Os filhos implicam dar um passo mais além nesta flexibilidade e supõem um importante teste de compenetração e trabalho de equipe para o casal (e quando vem mais de um, como em nosso caso, mais ainda). Já falei há algum tempo sobre o papel do pai durante a amamentação, já que parece que muitos pais se sentem perdidos durante essa fase, pensando que a mulher é a única que pode fazer algo pelo filho. Nem muito menos. Mas, conforme crescem as crianças, o papel do pai cresce mais.

Quais são as tarefas próprias do pai e quais as da mãe?

Bom, mais além de ser a mãe (por motivos óbvios) a encarregada de dar o peito, o resto das quase inumeráveis tarefas relacionadas com os filhos não são patrimônio exclusivo de ninguém.

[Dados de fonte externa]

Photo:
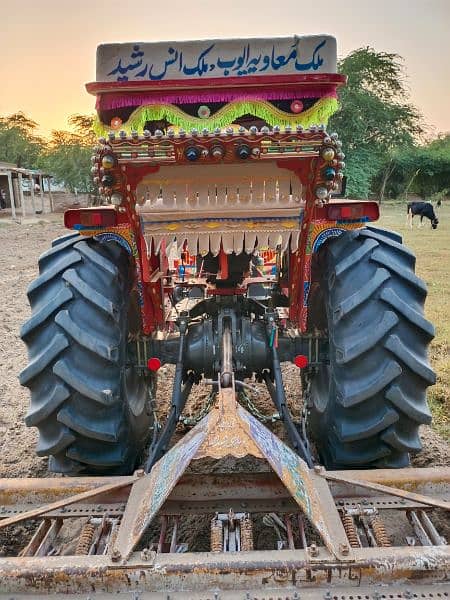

São total e absolutamente intercambiáveis entre pai e m~åe em função das circunstâncias, preferências (deles ou dos filhos – hoje quero que papai/a mamãe me coloque pra dormir) ou habilidades de cada um.

Uma boa divisão de tarefas é equilibrada, justa, que não gera conflito e que permite um desenvolvimento harmonioso da rotina doméstica.

Que modelo quero transmitir a meus filhos?

Quero que meus filhos cresçam sem saber se passar roupas é coisa de homem ou de mulheres. Que não saibam se os banheiros são coisa de seu pai ou de sua mãe. Que não associem a cozinha com o feudo de ninguém, nem tampouco o aspirador de pó, dobrar a roupa ou organizar os armários. Que tenham mais ou menos igual frequência um que outro na hora de dormir, de contar suas confidências, de brincar ou de se chatear. Que não exista um “chefe” da casa, mas sim que todos convivamos o mais feliz possível.

Portanto, senhora, eu não ajudo minha mulher com os filhos. Tampouco com a casa. Estou com eles no supermercado e os levo a passear porque são meus filhos e me acompanham onde quer que eu vá. Troco fraldas, dou banho, levo ao parquinho ou preparo a comida, não por ajudar minha mulher, mas sim porque são meus filhos. São minha responsabilidade e quero que cresçam com um modelo de família e de divisão de tarefas diferente a aquele que a senhora e eu tivemos.

* Texto de Alberto Soler Sarrió, psicólogo espanhol.